Sélectionner une page

 496 Nombre de vues totales,  4 Vues du jour

Vent fort : cinquième partie

 

Episode 30

Le petit convoi avançait tranquillement. Il avait pénétré la Carniole intérieure depuis plusieurs kilomètres. Les contreforts alpins venaient mourir en une multitude de petits massifs recouverts d’une végétation rase faite de petits arbustes épineux que dévoraient les chèvres. La vallée bénéficiait encore de la douceur matinale. Chacun était silencieux, l’esprit absorbé par la succession des paysages qui enchantait la campagne. Seul Maurepas n’avait pas cette préoccupation. Il pensait à son frère, il essayait de l’imaginer faisant face à l’ennemi, dressé sur son cheval attaquant le sabre levé ou bien le fusil à l’épaule, bien arrimé sur sa monture, alignant un soldat turc et faisant mouche à chaque coup.

– A quoi penses-tu l’ami.

Pivoine s’était porté à sa hauteur, Maurepas lui raconta sa vision des combats contre l’armée ottomane. Pivoine le dévisagea, attendit un peu avant de lui parler.

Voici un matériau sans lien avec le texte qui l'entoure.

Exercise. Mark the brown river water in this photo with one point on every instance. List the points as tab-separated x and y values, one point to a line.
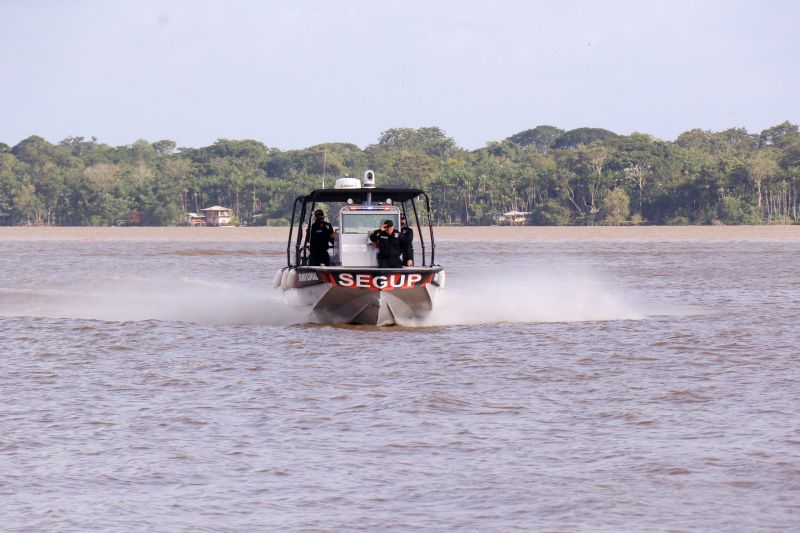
569	379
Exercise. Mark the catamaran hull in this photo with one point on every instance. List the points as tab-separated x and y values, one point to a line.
375	297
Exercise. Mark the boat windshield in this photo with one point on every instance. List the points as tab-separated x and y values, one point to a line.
366	222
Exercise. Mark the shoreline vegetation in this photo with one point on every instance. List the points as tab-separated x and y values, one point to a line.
544	176
444	234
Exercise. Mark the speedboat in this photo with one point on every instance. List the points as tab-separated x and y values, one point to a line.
353	289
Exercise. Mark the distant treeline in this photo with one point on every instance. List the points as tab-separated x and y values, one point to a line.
582	176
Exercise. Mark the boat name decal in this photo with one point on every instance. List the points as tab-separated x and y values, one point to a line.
379	282
305	277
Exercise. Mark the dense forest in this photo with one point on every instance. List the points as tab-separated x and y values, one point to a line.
583	176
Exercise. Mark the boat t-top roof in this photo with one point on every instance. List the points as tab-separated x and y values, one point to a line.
360	195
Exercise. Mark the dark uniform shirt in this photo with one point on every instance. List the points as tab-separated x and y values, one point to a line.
321	236
390	247
408	243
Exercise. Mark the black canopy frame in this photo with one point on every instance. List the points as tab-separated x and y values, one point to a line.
304	207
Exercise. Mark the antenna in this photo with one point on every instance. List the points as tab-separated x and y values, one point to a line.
324	162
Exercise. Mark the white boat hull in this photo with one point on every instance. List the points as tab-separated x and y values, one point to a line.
369	296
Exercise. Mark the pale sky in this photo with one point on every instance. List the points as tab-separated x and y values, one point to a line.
293	74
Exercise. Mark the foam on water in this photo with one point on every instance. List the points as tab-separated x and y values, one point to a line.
184	299
552	295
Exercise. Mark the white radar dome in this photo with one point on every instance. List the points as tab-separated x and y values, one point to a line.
347	183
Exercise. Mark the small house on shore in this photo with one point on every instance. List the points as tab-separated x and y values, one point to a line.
514	218
194	219
217	216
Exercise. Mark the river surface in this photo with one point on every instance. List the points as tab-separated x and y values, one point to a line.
579	379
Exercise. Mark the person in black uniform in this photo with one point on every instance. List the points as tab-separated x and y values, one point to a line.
319	242
390	245
408	242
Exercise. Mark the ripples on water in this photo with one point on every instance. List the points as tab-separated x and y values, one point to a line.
592	386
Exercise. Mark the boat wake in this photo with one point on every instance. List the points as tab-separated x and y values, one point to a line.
557	295
123	299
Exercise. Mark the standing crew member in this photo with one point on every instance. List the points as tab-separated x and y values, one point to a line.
408	242
321	239
390	246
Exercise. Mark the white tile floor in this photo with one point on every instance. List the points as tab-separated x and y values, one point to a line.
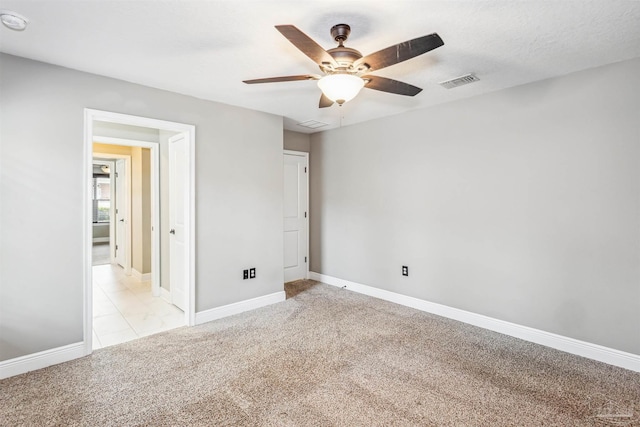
124	309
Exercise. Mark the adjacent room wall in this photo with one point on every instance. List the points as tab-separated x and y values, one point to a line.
296	141
522	205
238	193
117	130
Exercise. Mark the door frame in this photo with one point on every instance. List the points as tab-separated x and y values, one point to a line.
91	115
306	160
112	222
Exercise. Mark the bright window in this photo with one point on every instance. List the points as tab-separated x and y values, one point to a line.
101	199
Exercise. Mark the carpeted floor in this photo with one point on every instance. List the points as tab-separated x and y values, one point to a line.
326	357
292	289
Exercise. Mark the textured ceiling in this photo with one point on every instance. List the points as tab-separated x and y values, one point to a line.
206	48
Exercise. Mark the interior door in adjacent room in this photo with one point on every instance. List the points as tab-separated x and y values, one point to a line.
120	243
178	192
296	207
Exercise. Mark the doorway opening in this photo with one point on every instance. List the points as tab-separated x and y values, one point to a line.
140	274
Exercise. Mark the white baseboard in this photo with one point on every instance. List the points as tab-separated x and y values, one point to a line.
165	295
238	307
31	362
570	345
143	277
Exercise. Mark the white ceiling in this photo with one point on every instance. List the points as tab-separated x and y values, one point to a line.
206	48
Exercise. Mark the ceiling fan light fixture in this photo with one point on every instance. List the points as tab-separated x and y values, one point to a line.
340	88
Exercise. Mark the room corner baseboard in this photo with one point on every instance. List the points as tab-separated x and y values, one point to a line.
165	295
238	307
143	277
31	362
570	345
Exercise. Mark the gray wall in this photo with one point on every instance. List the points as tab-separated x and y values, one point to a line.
522	205
296	141
238	197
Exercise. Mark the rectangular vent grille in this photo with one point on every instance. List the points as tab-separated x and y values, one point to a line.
459	81
312	124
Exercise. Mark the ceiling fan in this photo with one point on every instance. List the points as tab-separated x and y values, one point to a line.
346	70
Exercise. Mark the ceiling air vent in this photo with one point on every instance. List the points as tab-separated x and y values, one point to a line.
459	81
312	124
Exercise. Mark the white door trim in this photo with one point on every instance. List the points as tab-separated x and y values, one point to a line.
91	115
306	160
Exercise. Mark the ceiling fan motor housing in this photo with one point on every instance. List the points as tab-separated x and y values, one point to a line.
340	33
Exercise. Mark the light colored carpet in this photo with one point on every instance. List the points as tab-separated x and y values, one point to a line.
327	357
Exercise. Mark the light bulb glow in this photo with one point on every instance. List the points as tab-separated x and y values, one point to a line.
340	88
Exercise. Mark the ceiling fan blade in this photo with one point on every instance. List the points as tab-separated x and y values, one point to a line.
306	44
283	79
325	102
392	86
401	52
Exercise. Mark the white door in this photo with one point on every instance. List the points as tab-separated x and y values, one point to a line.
178	189
120	243
295	217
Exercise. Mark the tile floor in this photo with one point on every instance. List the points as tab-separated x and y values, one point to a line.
124	309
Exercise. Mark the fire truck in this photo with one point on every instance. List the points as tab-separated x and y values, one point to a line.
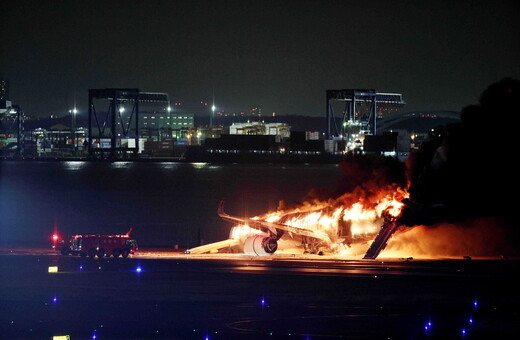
98	245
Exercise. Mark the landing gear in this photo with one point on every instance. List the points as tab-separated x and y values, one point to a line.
310	246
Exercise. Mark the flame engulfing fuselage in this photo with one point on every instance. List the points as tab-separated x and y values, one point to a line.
333	225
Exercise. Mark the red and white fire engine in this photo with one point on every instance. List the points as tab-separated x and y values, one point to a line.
97	245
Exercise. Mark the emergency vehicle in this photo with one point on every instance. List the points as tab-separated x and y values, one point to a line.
99	245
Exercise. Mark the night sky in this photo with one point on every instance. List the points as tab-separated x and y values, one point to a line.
281	55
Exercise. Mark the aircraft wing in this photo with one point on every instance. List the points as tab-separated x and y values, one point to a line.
273	227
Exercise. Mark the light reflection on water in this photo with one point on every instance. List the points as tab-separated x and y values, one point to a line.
74	165
166	203
120	165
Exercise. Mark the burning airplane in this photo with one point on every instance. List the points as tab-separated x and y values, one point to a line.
331	226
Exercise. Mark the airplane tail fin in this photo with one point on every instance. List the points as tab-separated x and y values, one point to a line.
220	210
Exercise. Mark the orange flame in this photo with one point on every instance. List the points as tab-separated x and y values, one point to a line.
351	218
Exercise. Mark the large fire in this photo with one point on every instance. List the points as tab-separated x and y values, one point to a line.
351	219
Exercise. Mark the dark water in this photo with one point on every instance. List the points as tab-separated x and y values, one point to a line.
165	203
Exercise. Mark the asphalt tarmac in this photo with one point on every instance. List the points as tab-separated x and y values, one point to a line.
165	295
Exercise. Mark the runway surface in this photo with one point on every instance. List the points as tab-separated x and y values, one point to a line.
157	294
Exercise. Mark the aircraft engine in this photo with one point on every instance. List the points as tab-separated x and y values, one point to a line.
260	245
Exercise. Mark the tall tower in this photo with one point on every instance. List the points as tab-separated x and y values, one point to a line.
4	89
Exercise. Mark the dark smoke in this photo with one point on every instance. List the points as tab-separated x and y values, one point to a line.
468	170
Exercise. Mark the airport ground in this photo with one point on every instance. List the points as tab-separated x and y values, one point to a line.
157	294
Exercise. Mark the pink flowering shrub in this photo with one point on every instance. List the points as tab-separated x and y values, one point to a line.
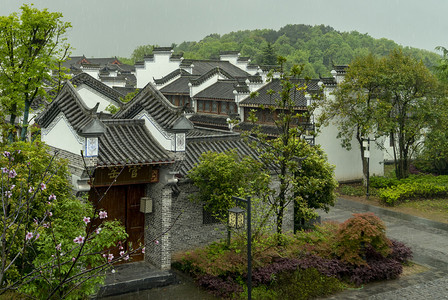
53	234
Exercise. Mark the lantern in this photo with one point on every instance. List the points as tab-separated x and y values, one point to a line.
236	218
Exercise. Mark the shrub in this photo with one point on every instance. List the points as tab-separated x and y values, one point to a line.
383	269
380	182
400	252
352	190
306	284
412	190
358	232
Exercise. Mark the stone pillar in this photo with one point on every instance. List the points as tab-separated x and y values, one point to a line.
157	224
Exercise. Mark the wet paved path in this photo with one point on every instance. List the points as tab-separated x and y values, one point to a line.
429	242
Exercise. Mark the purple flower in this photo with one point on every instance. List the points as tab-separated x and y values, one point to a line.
12	173
79	240
29	236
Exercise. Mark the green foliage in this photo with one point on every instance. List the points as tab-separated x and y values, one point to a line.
388	96
32	45
317	47
41	204
358	232
414	189
306	265
350	190
306	284
305	177
219	176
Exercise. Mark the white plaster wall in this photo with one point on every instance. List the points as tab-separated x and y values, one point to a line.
156	68
348	163
210	81
91	97
232	58
91	72
61	135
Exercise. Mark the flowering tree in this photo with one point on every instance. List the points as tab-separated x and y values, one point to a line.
51	245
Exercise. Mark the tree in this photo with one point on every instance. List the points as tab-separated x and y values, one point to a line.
391	96
282	155
269	57
32	45
219	176
315	182
355	105
407	91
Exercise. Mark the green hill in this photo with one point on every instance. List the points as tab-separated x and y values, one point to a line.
317	47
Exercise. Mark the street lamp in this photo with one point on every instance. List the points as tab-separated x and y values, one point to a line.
366	146
236	220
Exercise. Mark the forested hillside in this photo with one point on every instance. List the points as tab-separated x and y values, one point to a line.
317	47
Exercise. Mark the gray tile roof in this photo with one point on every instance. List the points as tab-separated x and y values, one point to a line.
84	78
120	141
153	101
129	142
170	76
218	142
178	86
264	99
223	89
69	103
201	67
210	120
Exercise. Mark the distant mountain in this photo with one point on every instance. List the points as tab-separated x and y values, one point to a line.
317	47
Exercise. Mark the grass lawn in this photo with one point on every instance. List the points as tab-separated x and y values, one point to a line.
435	209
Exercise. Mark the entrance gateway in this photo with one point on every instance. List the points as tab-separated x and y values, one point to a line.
122	200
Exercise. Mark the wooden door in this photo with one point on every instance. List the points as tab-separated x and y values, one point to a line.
122	203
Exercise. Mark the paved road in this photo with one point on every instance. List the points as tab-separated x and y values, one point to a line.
429	242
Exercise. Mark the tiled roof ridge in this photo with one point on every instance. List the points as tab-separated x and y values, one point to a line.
229	52
134	106
98	86
171	75
54	108
210	73
114	122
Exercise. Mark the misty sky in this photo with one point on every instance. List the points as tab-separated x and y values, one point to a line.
104	28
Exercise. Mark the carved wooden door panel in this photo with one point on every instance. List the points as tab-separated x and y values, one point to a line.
123	203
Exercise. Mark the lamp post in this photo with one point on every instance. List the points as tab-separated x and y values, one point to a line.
236	220
366	145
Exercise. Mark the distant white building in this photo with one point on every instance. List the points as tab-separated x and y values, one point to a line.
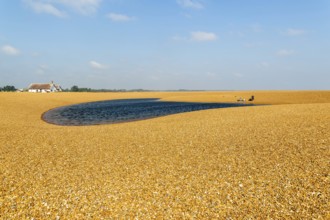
44	87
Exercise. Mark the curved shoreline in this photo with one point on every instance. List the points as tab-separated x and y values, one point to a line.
123	110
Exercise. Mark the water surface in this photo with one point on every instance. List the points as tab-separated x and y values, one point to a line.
124	110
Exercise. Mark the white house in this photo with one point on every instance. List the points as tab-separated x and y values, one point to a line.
44	87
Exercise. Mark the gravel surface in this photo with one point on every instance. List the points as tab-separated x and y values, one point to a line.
258	162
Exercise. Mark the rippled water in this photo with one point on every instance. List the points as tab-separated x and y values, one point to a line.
115	111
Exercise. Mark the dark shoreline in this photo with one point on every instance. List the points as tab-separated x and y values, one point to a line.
123	110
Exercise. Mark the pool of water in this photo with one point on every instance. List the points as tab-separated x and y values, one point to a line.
116	111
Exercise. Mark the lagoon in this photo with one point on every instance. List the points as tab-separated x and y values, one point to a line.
124	110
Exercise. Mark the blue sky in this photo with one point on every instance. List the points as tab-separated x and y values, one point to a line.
166	44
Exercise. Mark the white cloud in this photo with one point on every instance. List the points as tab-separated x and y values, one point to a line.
285	53
256	28
82	6
53	6
42	69
10	50
190	4
97	65
294	32
203	36
119	17
45	7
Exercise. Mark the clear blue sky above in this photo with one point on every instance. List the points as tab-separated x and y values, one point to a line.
166	44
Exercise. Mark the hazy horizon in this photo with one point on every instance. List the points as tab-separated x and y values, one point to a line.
166	45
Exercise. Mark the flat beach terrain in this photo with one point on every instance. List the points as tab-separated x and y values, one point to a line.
269	161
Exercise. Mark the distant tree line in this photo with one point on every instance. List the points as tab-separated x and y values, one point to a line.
8	89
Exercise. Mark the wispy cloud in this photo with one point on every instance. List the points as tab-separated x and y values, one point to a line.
294	32
42	69
285	53
10	50
120	17
83	6
97	65
203	36
194	4
256	28
55	7
45	7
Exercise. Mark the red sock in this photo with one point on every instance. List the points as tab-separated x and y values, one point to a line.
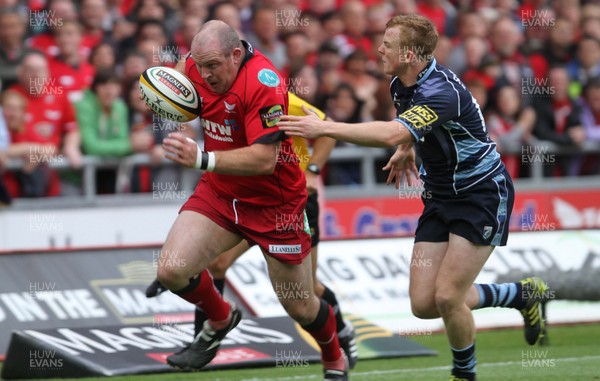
323	329
202	292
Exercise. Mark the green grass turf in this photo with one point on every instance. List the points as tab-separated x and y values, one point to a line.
573	355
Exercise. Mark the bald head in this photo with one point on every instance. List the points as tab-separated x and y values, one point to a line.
216	35
218	54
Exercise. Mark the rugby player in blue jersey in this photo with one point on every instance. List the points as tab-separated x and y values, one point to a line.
468	195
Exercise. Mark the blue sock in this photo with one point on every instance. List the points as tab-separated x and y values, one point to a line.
501	295
463	362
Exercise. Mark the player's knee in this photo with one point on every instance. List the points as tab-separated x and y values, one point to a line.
170	275
447	300
218	267
424	309
299	310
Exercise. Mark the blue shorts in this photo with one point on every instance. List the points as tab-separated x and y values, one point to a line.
481	214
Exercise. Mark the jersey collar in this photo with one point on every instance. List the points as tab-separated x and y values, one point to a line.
248	52
424	74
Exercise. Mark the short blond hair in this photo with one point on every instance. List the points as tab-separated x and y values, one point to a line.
416	31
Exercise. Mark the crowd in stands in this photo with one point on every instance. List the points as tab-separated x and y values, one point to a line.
69	71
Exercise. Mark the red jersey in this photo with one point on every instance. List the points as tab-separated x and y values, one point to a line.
72	80
47	117
246	114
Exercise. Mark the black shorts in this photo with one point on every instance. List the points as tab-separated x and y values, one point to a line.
480	215
312	214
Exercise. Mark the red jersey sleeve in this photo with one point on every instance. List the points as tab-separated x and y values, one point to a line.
267	103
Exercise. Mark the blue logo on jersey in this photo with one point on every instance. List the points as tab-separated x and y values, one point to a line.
268	78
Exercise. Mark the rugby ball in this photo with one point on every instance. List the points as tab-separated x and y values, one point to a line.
170	94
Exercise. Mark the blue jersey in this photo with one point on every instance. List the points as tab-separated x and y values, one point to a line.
449	131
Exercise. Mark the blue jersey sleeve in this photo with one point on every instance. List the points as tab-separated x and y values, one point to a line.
430	111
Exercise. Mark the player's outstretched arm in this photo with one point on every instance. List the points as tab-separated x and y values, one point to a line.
257	159
402	166
371	134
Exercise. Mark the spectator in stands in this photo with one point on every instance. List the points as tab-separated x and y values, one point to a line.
510	125
377	16
227	12
198	8
328	69
134	64
314	32
536	30
558	121
5	198
590	118
558	50
470	25
57	13
264	36
95	20
146	10
586	65
505	39
190	24
354	15
102	117
332	25
365	85
568	9
49	120
440	12
321	7
103	57
12	49
590	26
475	50
344	106
296	50
443	50
70	70
590	20
480	92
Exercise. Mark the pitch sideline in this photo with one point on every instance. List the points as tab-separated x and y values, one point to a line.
410	370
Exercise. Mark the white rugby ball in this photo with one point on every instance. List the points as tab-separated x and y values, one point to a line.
170	94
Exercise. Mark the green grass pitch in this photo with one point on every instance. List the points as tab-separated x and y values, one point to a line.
573	355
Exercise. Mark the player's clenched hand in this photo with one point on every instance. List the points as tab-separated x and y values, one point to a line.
309	126
402	165
180	149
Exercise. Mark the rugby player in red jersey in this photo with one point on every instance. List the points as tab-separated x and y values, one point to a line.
249	186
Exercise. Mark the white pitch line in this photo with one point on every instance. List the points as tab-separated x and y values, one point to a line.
411	370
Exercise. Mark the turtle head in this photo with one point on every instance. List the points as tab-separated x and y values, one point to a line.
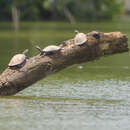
39	49
25	51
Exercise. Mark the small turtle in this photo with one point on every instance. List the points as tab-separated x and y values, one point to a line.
80	38
49	50
18	60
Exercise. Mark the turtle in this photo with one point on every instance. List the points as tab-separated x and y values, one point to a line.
18	60
49	49
80	38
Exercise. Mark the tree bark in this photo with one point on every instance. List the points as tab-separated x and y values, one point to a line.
38	67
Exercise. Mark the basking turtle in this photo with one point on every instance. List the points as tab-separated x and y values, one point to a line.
80	38
18	60
49	50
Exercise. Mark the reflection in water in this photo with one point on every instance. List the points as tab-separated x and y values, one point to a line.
92	96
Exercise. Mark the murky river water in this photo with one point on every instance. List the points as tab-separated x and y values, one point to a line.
89	96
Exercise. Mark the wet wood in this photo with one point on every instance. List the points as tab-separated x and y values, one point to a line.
38	67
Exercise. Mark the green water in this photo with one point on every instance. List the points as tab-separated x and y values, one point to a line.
92	96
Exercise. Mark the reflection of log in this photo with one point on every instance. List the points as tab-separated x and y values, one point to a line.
37	67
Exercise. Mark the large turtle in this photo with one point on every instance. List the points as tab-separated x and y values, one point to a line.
80	38
18	60
49	50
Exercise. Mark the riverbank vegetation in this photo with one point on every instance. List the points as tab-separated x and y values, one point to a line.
60	10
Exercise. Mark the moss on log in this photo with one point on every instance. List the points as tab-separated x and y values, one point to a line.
36	68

– Je ne voudrais pas t’inquiéter inutilement, mais tu imagines cette guerre comme du temps de Napoléon. Les échos que j’en ai eus, sont tout autres.

– Qu’en sais-tu, tu y étais ?

– Non mais j’ai vécu en compagnie des soldats stationnés en garnison de la Ville Franche, peut-être l’as-tu oublié ?

Maurepas ne répondit rien, il hésitait. Avait-il seulement envie de savoir, ne préférait-il pas vivre dans une illusion au milieu d’images d’Epinal tirées des gravures de la Mairie du chef-lieu.

– Veux-tu savoir ce qu’on dit dans les casernements ?

Maurepas tourna vers lui un regard inquiet. Oui, il voulait savoir. Il ne fit qu’un signe imperceptible de la tête, mais Pivoine n’eut pas besoin de plus.

– Les pauvres gars sont planqués dans des trous d’obus pour ne pas se faire tirer comme des lapins. Pendant ce temps, la mitraille découpe et tranche les corps. Non, ce n’est pas comme tu l’imagines. Certains y perdent la raison, d’autres se sont résignés à coup de picole. Mais quand ils quittent leurs abris, pour tenter d’enfoncer les lignes ennemies, c’est la peur au ventre et la chiasse au cul !

– Arrête de le torturer avec tes salades, viens plutôt me tenir compagnie, intima Boris qui voyait le visage de son ami se décomposer au fur et à mesure des informations que lui donnait Pivoine. Va rejoindre Solange, elle veut te parler. Maurepas éperonna sa monture et rejoignit la tête du convoi.

– T’avais besoin de lui raconter des idioties pareilles !

– Il a voulu savoir.

– Et tu crois qu’il est mieux avancé maintenant ?

– Non, mais à sa place, je préférerais connaître la vérité et si un ami me l’avait cachée alors qu’il savait ce qui se déroulait, il ne l’aurait plus été… mon ami.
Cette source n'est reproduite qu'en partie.